How to change scarcity issues
If you have scarcity issues, the only way to change this debilitating habit is to first figure out where the mindset came from.
If it’s a hangover from a past experience in your own life, realize that’s what it is, update your beliefs to match your current situation, and move on.
If you learned it from someone else, make a clear decision about whether you want to continue to follow their example or not. How did it work out for them? Did they have the kind of life you really want to have? Does it make any sense to be living their life instead of your own?
Each time you find yourself worrying about not having enough, ask yourself, ‘What’s the worst that could happen?’ Face your fears and you’ll nearly always find that they are only in your imagination. Focus instead on being grateful for what you have. If you do this repeatedly, the scarcity mindset will have nothing to hold onto and will eventually melt away.

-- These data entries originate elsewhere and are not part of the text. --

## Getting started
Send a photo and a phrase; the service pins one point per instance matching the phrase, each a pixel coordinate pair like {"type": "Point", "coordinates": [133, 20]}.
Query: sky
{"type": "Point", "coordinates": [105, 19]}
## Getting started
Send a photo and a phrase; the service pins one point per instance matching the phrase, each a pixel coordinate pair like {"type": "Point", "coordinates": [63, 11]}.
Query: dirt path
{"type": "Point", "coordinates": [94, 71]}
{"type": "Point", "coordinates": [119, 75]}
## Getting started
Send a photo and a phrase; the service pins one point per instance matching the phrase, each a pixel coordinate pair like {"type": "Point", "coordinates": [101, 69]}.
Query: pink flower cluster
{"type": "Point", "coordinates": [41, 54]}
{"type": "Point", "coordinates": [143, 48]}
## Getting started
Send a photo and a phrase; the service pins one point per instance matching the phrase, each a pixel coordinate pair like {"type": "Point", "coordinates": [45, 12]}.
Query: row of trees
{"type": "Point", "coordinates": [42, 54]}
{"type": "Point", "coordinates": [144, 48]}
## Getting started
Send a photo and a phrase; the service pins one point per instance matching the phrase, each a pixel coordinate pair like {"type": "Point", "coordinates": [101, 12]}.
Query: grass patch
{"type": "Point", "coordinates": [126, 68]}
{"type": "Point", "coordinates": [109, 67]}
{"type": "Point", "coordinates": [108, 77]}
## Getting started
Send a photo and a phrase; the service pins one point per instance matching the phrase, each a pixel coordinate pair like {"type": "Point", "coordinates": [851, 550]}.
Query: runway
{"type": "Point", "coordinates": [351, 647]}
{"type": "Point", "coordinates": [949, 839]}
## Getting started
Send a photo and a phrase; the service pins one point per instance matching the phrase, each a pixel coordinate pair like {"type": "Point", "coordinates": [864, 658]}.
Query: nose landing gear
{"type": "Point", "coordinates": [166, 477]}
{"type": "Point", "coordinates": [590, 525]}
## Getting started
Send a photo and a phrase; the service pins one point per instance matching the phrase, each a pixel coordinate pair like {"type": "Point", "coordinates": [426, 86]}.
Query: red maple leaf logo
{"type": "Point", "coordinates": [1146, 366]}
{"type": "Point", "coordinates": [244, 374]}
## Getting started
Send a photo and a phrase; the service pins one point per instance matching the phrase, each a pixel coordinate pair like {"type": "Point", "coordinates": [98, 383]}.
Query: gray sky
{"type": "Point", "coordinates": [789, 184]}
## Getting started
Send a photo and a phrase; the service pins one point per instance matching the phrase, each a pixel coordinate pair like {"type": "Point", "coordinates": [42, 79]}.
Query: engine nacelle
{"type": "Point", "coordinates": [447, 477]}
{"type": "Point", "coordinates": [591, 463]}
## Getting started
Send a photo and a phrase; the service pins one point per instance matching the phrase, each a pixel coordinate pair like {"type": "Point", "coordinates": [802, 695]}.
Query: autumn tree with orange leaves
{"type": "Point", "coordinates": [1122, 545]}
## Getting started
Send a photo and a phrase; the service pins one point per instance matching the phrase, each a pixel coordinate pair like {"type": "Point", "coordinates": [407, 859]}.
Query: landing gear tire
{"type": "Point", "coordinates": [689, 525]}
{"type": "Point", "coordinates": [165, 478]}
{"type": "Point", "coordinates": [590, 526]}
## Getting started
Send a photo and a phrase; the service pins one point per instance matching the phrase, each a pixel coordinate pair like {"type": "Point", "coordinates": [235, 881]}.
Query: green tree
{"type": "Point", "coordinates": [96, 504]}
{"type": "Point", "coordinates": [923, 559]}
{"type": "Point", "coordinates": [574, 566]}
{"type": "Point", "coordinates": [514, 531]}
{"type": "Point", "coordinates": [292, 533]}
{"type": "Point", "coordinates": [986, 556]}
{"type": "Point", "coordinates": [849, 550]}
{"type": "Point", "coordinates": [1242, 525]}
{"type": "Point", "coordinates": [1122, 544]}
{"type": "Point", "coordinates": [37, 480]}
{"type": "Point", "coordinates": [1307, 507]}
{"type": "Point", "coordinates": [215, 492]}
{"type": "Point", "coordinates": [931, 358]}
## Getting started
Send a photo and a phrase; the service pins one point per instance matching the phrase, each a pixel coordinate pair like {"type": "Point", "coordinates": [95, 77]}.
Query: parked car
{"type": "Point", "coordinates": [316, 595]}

If this type of mental and emotional clutter is something you need help with, the Personal Insight sessions that my husband, Richard, conducts with people all over the world are a highly effective way of getting to the source of the issue and reclaiming your life.
Scarcity issues in a pandemic
You may have been thinking as you’ve been reading this article that surely we are all living in a time of potential scarcity at the moment because of the coronavirus pandemic. Well, yes, it’s reasonable at this time to have an extra 1-2 weeks’ supply of food and other necessities in case of shortages or having to go into self-isolation. Providing you can afford to do this, have the space to store these things and you use them in order of purchase, replenishing only what you use, that can work fine.
However, I’m hearing from countless people these days who have stockpiled a heck of a lot more food and household items in the last few months than they personally need or have room to store in a tidy and organized fashion. Some are generously donating their hastily purchased excess items to food banks, which is no doubt greatly appreciated by the recipients. But others, through mounting fear or anxiety, are holding on to things and stockpiling even more. It can become overwhelming.
The remedy in this situation is not too little and not too much. You need enough to meet your own needs and those of anyone whose needs you are responsible for, but not so much that it stagnates the energy of your home and holds you back. Getting the right balance is the recipe for a healthy, balanced life, which is especially important in times of uncertainty and change.